Lone Scherfig membubuhkan pula sejumlah kejutan dan guyonan. Kejutannya, termasuk "anugerah" yang memungkinkan mereka berangkat ke Italia, lebih baik Anda temukan sendiri dengan menontonnya. Guyonannya, bolehlah kuceritakan satu. Untuk membangun hubungan dengan Guilia, Jorgen bertanya pada Halvfinn, apa bahasa Italianya "Kita akan pergi ke mana?" Halvfinn malah melontarkan pertanyaan itu kepada seluruh kelas. Olympia, yang baru saja mengusulkan liburan ke Italia, langsung menjawab, "Ke Venesia." Oh, ho-ho.

Persyaratan lain Dogma 95 yang memperkuat film ini adalah make-up-nya yang tidak menor. Tokoh-tokohnya tampil alamiah dan, seperti kukatakan tadi, menggugah kedekatan emosional. Mirip dengan selebritis Yogya. Kalau nonton kemolekan dan kegantengan selebritis Jakarta di sinetron-sinetron mewah, kita memang terpesona, namun juga tersadar, mereka itu bintang, pesohor, sedangkan kita ini cuma orang-orang biasa. Sebaliknya, kalau melihat Den Baguse Ngarso atau Yu Beruk tampil di layar kaca, rasanya seperti paklik atau budhe tetangga sebelah kebetulah muncul di televisi untuk menghibur kita. (Kalau singgah ke Yogya, sempatkan nonton siaran teve lokal. Anda akan tahu apa maksudku. Kalau masih susah juga membayangkannya, ya kira-kira kayak Rieke Dyah Pitaloka cs. di Bajaj Bajuri.)

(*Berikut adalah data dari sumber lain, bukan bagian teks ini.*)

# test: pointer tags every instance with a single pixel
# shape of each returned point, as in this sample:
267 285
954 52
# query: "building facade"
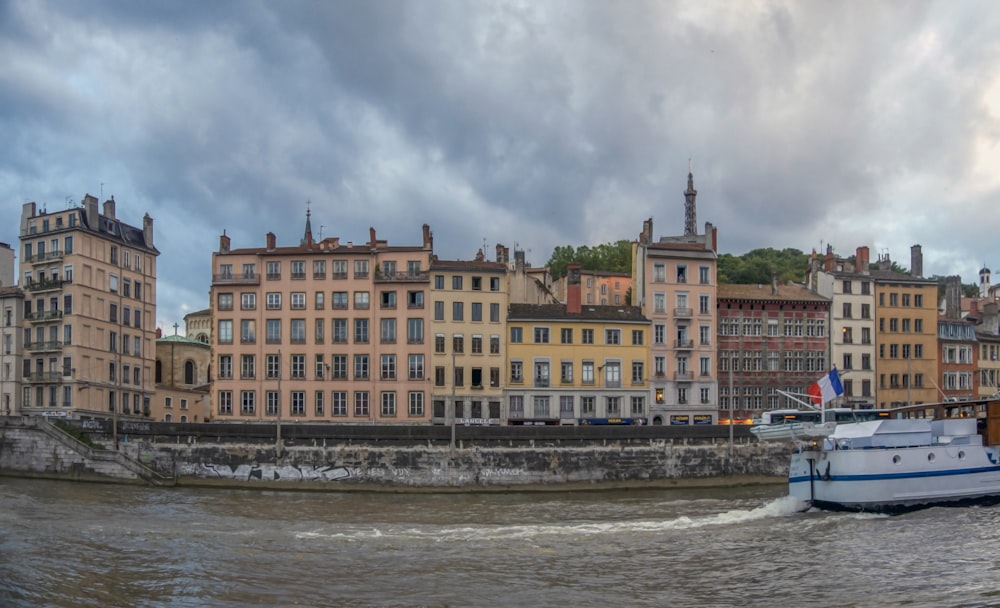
182 380
468 322
905 334
342 331
601 353
849 286
674 283
772 339
89 281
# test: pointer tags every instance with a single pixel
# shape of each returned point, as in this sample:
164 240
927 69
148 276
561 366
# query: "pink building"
322 331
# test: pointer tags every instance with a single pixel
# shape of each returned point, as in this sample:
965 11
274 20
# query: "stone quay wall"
413 458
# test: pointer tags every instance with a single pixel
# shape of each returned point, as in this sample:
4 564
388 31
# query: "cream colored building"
89 281
468 321
321 331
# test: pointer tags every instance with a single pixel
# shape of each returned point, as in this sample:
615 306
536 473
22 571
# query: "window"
361 369
225 332
340 331
416 367
388 403
415 331
298 331
361 331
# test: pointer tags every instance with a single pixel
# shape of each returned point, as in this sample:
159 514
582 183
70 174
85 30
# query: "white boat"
893 465
785 425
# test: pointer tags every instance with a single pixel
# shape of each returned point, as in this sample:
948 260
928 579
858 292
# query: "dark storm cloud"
533 124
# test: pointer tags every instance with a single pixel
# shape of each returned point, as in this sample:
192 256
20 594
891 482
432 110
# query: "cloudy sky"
532 124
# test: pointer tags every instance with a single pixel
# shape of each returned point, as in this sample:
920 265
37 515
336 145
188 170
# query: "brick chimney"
916 262
861 260
573 289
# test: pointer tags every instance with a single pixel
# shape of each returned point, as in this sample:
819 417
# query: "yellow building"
468 319
600 353
905 335
326 331
89 312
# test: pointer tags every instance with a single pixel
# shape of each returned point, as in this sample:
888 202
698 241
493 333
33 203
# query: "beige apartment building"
674 283
89 282
322 331
469 300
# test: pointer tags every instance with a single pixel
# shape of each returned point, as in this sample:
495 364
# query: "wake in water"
780 507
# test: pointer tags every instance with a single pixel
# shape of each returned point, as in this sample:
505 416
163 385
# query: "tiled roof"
761 292
527 312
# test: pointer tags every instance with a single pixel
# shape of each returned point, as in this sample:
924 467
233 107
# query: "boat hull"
889 480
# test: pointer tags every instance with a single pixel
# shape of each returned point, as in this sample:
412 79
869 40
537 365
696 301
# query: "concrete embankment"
402 458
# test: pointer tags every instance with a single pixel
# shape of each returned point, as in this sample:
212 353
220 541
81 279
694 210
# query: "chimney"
573 289
90 203
147 229
916 262
428 237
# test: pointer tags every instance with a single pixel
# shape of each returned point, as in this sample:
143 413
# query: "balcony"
402 277
44 315
231 279
44 377
41 347
43 258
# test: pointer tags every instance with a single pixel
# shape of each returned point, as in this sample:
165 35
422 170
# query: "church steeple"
307 237
690 212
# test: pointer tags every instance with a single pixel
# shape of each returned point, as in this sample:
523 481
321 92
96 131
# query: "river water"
76 544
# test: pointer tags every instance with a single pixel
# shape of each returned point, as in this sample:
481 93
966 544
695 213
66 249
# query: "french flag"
826 389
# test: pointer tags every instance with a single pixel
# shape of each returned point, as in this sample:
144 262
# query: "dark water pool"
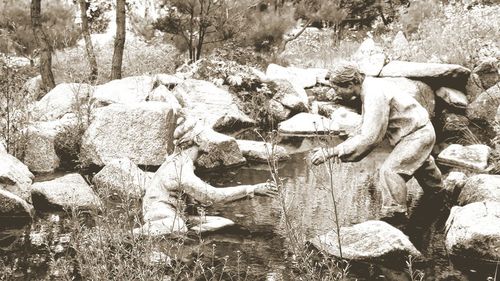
258 240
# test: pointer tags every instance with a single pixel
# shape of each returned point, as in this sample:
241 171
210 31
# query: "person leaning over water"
163 206
387 112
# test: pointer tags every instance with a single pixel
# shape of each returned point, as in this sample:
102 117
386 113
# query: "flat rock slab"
367 241
453 97
308 124
304 78
128 90
67 192
15 177
141 132
217 150
123 177
12 206
64 98
474 231
260 151
423 70
480 188
213 106
473 157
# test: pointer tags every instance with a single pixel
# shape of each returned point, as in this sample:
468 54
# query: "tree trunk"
116 66
44 45
88 41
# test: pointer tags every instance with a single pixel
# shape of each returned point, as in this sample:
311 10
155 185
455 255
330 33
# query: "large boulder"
484 107
308 124
12 206
370 57
132 89
480 188
123 177
67 192
40 154
303 78
473 231
423 70
453 97
217 150
289 96
15 177
215 107
64 98
142 132
474 157
260 151
161 93
369 240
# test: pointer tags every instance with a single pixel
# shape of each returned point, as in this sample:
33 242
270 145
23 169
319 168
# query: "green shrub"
57 21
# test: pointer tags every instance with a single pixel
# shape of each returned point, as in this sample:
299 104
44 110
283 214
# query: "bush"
57 21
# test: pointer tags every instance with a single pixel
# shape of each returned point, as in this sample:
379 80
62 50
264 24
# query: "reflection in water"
258 240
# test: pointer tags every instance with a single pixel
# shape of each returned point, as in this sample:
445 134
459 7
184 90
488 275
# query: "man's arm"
376 109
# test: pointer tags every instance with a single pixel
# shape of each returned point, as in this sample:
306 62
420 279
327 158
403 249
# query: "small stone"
473 157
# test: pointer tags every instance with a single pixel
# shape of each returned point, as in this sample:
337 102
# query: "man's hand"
265 189
320 155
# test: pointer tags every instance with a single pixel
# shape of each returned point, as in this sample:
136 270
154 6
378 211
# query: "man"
387 112
163 203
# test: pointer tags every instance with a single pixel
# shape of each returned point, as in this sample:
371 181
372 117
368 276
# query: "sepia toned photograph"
250 140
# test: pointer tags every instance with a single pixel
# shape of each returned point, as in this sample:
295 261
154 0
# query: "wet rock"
215 107
473 157
454 123
369 240
15 177
452 97
141 132
487 71
217 150
209 223
480 188
454 183
308 124
370 57
167 80
123 177
473 231
67 192
424 70
420 91
261 151
40 154
128 90
290 96
303 78
278 111
161 93
484 107
12 206
64 98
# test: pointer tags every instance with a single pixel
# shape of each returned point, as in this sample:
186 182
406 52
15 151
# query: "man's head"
346 79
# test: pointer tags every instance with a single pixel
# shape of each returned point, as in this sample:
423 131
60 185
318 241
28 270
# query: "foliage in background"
14 106
15 23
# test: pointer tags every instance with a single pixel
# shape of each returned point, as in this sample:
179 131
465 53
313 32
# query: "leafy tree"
44 45
88 41
197 23
116 63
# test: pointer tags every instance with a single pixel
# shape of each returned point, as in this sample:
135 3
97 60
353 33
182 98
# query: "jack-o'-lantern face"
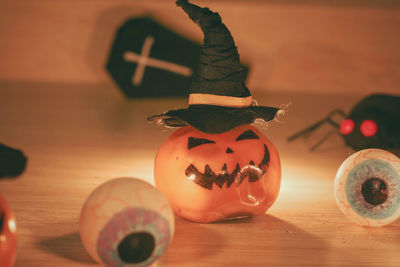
212 177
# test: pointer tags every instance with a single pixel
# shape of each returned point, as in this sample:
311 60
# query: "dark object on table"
150 60
12 162
374 122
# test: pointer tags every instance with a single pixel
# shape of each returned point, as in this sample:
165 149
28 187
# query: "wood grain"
302 46
79 136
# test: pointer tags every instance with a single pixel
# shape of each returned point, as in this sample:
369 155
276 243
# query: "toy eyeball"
126 222
8 235
214 177
367 187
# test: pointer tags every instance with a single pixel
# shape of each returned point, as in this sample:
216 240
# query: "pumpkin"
8 235
215 177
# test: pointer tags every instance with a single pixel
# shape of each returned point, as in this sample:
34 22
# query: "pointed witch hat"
218 98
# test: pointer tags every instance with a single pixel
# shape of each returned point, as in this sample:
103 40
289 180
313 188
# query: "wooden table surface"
79 136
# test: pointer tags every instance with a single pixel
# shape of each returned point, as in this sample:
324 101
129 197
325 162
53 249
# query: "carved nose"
229 150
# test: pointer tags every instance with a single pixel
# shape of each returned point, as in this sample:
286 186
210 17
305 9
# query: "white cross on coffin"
144 60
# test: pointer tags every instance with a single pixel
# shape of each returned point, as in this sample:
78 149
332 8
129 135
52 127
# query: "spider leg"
323 139
328 119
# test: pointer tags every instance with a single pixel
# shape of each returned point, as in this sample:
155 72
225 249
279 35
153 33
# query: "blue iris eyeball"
367 187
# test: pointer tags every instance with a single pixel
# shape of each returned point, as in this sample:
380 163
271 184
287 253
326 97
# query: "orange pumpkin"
214 177
8 237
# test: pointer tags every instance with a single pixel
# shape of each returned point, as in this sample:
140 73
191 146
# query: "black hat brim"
215 119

Aku juga terkesan oleh closing credit-nya. Lagi, gara-gara Dogma 95, yang juga mengharamkan elaborasi teknologi canggih, rangkaian kartu bertulisan tangan, ditutup dengan kartu pos bergambar pemandangan Venesia, itu terasa segar. Bravo!

Kalau pada awalnya aku merasa pening, saat film ini berakhir, pengin rasanya aku ikut kursus Bahasa Italia bersama mereka. Seperti sering dilontarkan Cipto, seorang teman di milis, love is in the air. *** (05/07/2004)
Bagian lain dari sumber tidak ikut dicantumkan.